Netop experienced a notice incident on February 29, 2024 affecting Remote access services and Login and 1 more component, lasting 6h 19m. The incident has been resolved; the full update timeline is below.

Started: Feb 29, 2024, 10:55 AM UTC
Resolved: Feb 29, 2024, 05:15 PM UTC
Duration: 6h 19m
Detected by Pingoru: Feb 29, 2024, 10:55 AM UTC

Affected components

Remote access servicesLoginNetop Portal frontendOnDemand

Update timeline

investigating Feb 29, 2024, 10:55 AM UTC

We are currently investigating this issue.
identified Feb 29, 2024, 12:55 PM UTC

The issue has been identified and a fix is being implemented.
monitoring Feb 29, 2024, 02:23 PM UTC

A fix has been implemented and we are monitoring the results.
resolved Feb 29, 2024, 05:15 PM UTC

This incident has been resolved.
postmortem Mar 04, 2024, 09:18 AM UTC

A core component of the Connect system which ordinarily works in a paired node configuration \(2 server nodes performing the same function\) became unstable. When troubleshooting this, we found that one of the nodes had low memory and needed to be resized to allocate more memory. The resizing operation requires the target node to be restarted and takes it out of service for the time it takes to restart, usually around 2 minutes or so.
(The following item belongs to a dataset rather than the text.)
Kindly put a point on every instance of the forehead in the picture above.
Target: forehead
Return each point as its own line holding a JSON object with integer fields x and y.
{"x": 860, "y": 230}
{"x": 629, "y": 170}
At the point of restarting the target node, the whole Connect platform failed entirely which should not have happened. We found at this point, that the remaining node that should have taken the load temporarily did not have the service running for this part of the system. At this time focus shifted to try and get the service running on the primary node as the secondary node \(the targeted node\) could not start the service until it was able to communicate with the primary node. The underlying cause of the service not starting on the primary node was due to a corruption on one of many message queues it is designed to process. We have learnt from this incident that we need to add additional monitoring to our systems to identify these types of failure better. We have also noted that we need to add steps to our processes, for this type of operation, to check the health of all nodes running in pairs or sets, to ensure that they have the expected service running, and that they are able to cope with temporary increases in load so this type of standard operation does not result in a catastrophic failure in the future. Whilst this is incident is regrettable, we believe that lessons learnt from this incident will help to strengthen our operations and contribute to the future stability of Impero Connect.